Tens of millions of the little polystyrene peanuts we use to ship products end up in landfills every year, and they stay there for a very long time without providing much use to anybody. Now, researchers have discovered how to make good use of these packing peanuts at the same time make it a little bit easier on the environment.
A team of researchers at Purdue University were able to convert packing peanuts into high-performance anodes, one of two battery electrodes that contain lithium ions during charging. The new technology will be able to allow people to charge their devices much faster than conventional batteries, which have anodes made from graphite, a material that is 10 times thicker and exhibits far more electrical resistance than the new anodes.
"In our case, if we are lithiating this material during the charging of a battery, it has to travel only one micrometer distance, so you can charge and discharge a battery faster than your commercially available material," says Prof.
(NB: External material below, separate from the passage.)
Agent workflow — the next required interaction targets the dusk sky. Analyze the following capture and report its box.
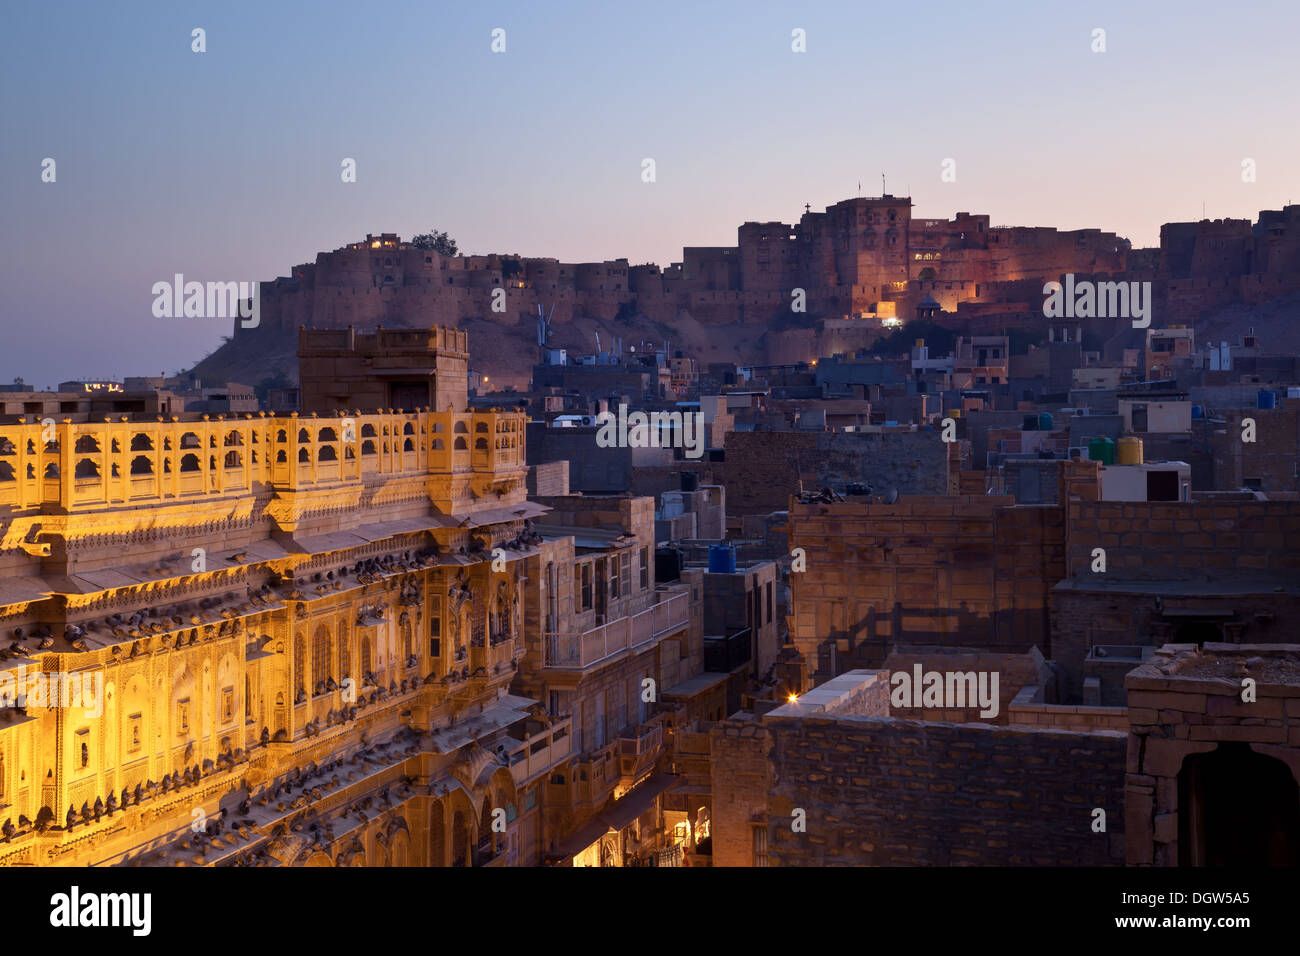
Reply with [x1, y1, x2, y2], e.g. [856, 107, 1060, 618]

Vilas Pol of Purdue University in a statement sent to Science Daily. "These electrodes exhibited notably higher lithium-ion storage performance compared to the commercially available graphite anodes."
Pol and his team came up with the idea to develop packing peanut anodes when they realized they had too many of them in the shipping boxes that arrived when they were setting up their laboratory.
To develop the new anodes, the researchers heated up both polystyrene and starch-based peanuts "in a furnace under inert atmosphere in the presence or absence of a transition metal salt catalyst." The material is then processed into thin, porous sheets that can provide better contact with the electrolyte that contains the lithium ions. Pol calls the process a "very simple, straightforward approach."
"The process is inexpensive, environmentally benign, and potentially practical for large-scale manufacturing," says postdoctoral research associate Vinodkumar Etacheri. "Microscopic and spectroscopic analyses proved the microstructures and morphologies for superior electrochemical performances are preserved after many charge-discharge cycles."
For now, each packing peanut battery can last with a maximum specific capacity of 420 milliamp hours per gram (mAh/g), which translates into 300 charging cycles without significant capacity loss or around 10 months in a battery's life cycle.
"Future work will include steps to potentially improve performance by further activation to increase the surface area and pore size to improve the electrochemical performance," says Pol.
He also says the new electrode can also be used for sodium-ion batteries.
The new technology will be presented at the 249th American Chemical Society National Meeting & Exposition in Denver ongoing now until Thursday.